Derived from the 2800 CS, the followup to the enjoyable 2000 CS, the 3.0 CSi and its stablemate the 3.0 CS were produced starting in 1971. The CSi was powered by a 3.0L straight-six and could be obtained with a three-speed automatic or a four-speed manual, the latter of which is equipped in this car. Compared to many other examples of the 3.0 CSi, this one shows limited use with fewer than 25,000 km on its odometer. Having been on display in a museum exhibition it will require some inspection and possibly maintenance before being roadworthy again, but for the right collector that’s a small price to pay for a classic 3.0 CSi.
The M1 is as iconic a car as BMW ever produced and was also the first to be developed the BMW’s M Division. BMW sought some assistance from Lamborghini in designing the M1, having no experience building a mid-engined supercar at the time. Gian Paolo Dallara, a key force behind the development of the Miura, created a tubular steel space-frame chassis for the M1 prior to BMW moving design entirely in-house in 1978. BMW built 56 examples of the M1 intended for use on the track, with the remaining 399 examples built for use on the roads to homologate the car for competition usage. This particular example was originally owned by Jochen Neerpasch, the then-head of BMW Motorsport and is one of only four that left the factory with Grey paint. Although it is in need of a mechanical inspection due to sitting on display in a museum for several years, this is certainly a significant example of BMW’s most significant car.
BMW produced the 3.0 CSL for use in racing, first introduced in 1972. The following year saw the engine increased to 3.2L and the addition of the aerodynamic package that earned the nickname “Batmobile.” The initial run of the 3.0 CSL “Batmobile” consisted of 110 cars, later followed by a small run of 57 that were built between 1974 and October 1975. This particular car is the last of the 57 that constitute the second series of the 3.0 CSL “Batmobile.” Although it is believed to have a replacement engine, this should still draw quite a bit of attention when it hits the block in Munich.
Being offered without reserve, this 1989 BMW M3 is finished in Alpine White with an Anthracite cloth interior. Many enthusiasts believe the E30 M3 to be the most balanced and best-handling M3 ever produced and this example has covered only 7,133 km since new. Originally delivered in Japan, this car is equipped with air conditioning and appears to be in excellent cosmetic condition. Mechanically it will require a thorough inspection but for the right collector with the right amount of time on their hands, this may prove to be an excellent entry point to the world of the E30 M3.

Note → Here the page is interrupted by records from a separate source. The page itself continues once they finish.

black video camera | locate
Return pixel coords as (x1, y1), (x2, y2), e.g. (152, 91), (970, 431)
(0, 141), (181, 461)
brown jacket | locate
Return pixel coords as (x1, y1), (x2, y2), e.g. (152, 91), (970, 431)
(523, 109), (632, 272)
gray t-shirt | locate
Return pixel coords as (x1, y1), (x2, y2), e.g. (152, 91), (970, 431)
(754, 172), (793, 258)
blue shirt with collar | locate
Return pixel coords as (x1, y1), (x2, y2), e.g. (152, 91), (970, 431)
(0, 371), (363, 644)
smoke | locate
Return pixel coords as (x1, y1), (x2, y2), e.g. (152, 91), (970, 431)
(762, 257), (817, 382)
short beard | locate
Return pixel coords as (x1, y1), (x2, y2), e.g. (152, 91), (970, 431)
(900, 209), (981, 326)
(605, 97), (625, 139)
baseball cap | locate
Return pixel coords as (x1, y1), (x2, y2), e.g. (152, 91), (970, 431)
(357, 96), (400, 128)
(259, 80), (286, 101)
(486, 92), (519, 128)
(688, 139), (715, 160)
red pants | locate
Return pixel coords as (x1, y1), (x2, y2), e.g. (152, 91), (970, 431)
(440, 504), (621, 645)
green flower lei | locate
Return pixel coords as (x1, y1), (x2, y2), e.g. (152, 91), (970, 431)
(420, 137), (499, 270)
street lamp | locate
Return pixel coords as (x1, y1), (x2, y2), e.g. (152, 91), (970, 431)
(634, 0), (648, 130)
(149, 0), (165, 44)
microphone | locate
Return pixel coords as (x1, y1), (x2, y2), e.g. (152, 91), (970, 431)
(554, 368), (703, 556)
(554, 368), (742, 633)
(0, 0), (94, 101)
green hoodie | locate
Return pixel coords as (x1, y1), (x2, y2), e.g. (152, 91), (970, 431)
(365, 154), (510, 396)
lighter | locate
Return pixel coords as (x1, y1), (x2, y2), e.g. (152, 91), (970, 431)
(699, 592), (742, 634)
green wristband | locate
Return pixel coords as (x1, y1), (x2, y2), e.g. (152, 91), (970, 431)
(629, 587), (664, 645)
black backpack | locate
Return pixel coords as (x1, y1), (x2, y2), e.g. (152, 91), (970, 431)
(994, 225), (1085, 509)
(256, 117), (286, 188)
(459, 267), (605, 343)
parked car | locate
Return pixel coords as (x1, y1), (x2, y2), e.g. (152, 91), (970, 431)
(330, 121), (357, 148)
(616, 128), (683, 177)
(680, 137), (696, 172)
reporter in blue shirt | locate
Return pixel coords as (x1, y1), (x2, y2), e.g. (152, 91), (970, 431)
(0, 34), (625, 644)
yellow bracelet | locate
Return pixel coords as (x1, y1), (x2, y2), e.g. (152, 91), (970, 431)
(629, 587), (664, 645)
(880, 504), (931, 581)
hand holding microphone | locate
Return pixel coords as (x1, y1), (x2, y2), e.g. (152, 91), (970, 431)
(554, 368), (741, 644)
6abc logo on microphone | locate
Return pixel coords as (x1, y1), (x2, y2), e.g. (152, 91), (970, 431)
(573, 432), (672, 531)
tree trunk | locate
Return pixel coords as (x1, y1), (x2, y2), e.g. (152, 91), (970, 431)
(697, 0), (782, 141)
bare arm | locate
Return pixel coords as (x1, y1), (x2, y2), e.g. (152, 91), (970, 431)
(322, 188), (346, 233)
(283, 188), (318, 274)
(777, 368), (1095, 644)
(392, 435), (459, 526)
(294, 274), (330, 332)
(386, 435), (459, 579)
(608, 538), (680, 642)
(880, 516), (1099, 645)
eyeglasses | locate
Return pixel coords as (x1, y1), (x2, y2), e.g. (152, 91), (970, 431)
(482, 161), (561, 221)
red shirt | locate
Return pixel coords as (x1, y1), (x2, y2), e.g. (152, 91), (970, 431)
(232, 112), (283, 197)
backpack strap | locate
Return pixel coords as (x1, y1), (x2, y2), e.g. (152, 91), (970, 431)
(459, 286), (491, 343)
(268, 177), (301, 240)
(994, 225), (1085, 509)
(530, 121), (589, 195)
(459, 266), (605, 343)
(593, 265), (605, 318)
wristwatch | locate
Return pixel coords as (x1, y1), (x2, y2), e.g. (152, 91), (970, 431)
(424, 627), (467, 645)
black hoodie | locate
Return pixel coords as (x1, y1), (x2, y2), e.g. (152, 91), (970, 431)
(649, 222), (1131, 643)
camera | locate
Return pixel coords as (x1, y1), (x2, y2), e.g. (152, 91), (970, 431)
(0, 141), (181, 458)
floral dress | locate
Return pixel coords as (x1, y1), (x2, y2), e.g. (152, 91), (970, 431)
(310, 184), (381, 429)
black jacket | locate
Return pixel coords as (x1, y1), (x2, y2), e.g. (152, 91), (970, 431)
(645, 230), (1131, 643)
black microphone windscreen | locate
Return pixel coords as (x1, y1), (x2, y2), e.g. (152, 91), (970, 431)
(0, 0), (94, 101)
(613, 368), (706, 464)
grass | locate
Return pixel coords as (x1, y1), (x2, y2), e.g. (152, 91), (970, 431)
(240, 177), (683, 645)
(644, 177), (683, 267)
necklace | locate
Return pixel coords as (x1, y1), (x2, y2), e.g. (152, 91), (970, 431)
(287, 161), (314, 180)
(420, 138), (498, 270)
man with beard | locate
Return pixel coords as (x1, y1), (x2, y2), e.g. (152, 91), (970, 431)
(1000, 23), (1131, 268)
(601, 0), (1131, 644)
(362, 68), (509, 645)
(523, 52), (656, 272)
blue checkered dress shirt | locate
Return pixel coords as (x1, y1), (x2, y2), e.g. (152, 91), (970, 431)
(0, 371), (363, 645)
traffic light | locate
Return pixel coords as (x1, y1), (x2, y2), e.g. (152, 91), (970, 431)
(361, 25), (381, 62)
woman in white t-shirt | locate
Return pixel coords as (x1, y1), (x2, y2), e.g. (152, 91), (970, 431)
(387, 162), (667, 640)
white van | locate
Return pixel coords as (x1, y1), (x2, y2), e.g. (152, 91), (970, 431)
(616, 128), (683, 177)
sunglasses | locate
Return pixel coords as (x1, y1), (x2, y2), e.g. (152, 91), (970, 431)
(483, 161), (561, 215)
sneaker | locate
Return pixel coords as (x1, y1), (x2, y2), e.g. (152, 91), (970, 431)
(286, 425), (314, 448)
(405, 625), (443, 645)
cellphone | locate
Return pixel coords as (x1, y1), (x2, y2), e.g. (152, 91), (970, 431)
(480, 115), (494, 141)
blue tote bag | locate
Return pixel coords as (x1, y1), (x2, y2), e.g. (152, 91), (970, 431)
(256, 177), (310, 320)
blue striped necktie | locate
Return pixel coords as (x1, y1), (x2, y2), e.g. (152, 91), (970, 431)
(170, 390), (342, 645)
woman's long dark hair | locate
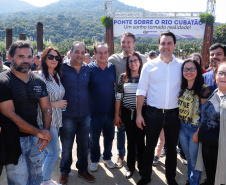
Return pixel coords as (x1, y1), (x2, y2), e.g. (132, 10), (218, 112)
(190, 53), (202, 68)
(125, 52), (143, 81)
(41, 47), (63, 80)
(179, 58), (204, 96)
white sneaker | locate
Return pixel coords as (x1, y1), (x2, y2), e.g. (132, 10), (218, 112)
(89, 163), (99, 172)
(103, 160), (115, 168)
(40, 180), (59, 185)
(152, 155), (159, 166)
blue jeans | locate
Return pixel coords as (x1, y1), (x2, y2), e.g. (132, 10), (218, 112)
(90, 113), (115, 163)
(39, 125), (60, 181)
(6, 135), (44, 185)
(179, 122), (201, 185)
(60, 115), (90, 174)
(117, 124), (126, 157)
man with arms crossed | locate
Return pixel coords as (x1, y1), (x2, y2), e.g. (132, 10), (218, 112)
(203, 43), (226, 93)
(108, 32), (147, 168)
(0, 41), (52, 185)
(59, 41), (95, 185)
(136, 32), (182, 185)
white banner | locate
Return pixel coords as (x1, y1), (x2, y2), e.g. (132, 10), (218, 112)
(113, 18), (205, 38)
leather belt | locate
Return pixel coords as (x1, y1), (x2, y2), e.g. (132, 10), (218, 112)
(148, 105), (178, 113)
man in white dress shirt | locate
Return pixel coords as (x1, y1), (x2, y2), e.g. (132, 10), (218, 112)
(136, 32), (182, 185)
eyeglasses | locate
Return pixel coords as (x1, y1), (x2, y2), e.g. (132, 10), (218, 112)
(217, 71), (226, 77)
(129, 59), (139, 64)
(183, 67), (196, 72)
(47, 54), (60, 62)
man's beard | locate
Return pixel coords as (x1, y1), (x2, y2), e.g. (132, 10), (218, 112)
(211, 58), (220, 67)
(11, 58), (31, 73)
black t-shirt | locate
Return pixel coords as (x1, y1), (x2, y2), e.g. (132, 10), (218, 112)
(0, 71), (48, 137)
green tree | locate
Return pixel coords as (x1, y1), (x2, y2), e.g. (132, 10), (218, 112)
(213, 24), (226, 44)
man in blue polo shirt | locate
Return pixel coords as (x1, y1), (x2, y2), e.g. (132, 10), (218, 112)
(59, 41), (95, 184)
(203, 43), (226, 92)
(89, 43), (116, 171)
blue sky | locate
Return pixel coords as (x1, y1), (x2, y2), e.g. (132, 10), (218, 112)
(23, 0), (226, 23)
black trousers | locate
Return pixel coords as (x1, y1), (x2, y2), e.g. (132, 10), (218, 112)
(122, 107), (146, 172)
(202, 144), (218, 185)
(142, 106), (180, 185)
(0, 165), (3, 176)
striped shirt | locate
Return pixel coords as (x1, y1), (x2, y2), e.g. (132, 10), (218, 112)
(37, 73), (65, 127)
(116, 73), (145, 110)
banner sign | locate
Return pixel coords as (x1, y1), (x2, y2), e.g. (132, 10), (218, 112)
(113, 18), (205, 38)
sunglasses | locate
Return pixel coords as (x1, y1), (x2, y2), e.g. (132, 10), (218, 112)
(47, 54), (60, 62)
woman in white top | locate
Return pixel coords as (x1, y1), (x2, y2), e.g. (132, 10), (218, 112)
(38, 47), (67, 185)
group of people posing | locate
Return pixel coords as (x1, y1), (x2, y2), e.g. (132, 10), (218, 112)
(0, 32), (226, 185)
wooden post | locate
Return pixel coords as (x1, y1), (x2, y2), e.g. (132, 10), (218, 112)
(19, 33), (26, 40)
(202, 24), (213, 67)
(105, 26), (114, 56)
(6, 28), (13, 52)
(36, 22), (43, 53)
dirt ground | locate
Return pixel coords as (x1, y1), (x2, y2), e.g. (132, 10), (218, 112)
(0, 129), (200, 185)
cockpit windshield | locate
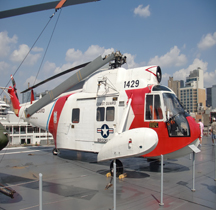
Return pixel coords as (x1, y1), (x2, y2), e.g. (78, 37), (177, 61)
(163, 93), (190, 136)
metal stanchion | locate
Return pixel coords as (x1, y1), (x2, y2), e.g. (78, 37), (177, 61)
(159, 155), (164, 206)
(191, 152), (196, 192)
(39, 173), (43, 210)
(113, 159), (116, 210)
(214, 146), (216, 181)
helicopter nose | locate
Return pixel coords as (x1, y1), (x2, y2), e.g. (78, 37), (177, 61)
(0, 131), (9, 150)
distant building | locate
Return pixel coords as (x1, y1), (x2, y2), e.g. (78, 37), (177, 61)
(206, 85), (216, 109)
(206, 87), (212, 107)
(180, 67), (206, 112)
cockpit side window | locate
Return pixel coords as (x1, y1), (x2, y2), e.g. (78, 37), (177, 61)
(145, 94), (163, 120)
(163, 93), (190, 137)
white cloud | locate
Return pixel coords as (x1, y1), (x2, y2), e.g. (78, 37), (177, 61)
(10, 44), (40, 65)
(65, 48), (83, 62)
(204, 70), (216, 87)
(148, 46), (187, 67)
(32, 47), (43, 52)
(173, 58), (208, 80)
(134, 4), (151, 17)
(0, 31), (18, 57)
(43, 61), (56, 73)
(197, 32), (216, 50)
(54, 63), (74, 74)
(0, 61), (10, 73)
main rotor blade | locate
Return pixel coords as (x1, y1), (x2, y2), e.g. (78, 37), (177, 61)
(21, 62), (90, 93)
(24, 53), (115, 118)
(0, 0), (99, 19)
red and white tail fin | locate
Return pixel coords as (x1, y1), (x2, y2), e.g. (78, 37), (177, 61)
(8, 75), (20, 117)
(31, 89), (35, 104)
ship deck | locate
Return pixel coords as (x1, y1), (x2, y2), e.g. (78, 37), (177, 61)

This is actually a pre-production prototype version of the 850 CSi and is a unique example being the only now known to be finished in a color known as Drake Brown Metallic with a beige and black leather interior. BMW’s S70 V12 can run the car from 0 to 60 mph in under six seconds, delivering its power through its six-speed manual transmission. Showing just 8,643 km since new it may well be the lowest mileage 850 CSi on the market. Considering the low mileage, unique color combination, and prototype status we expect to see some heated bidding for this car, which is being offered with no reserve by RM Sotheby’s in Munich.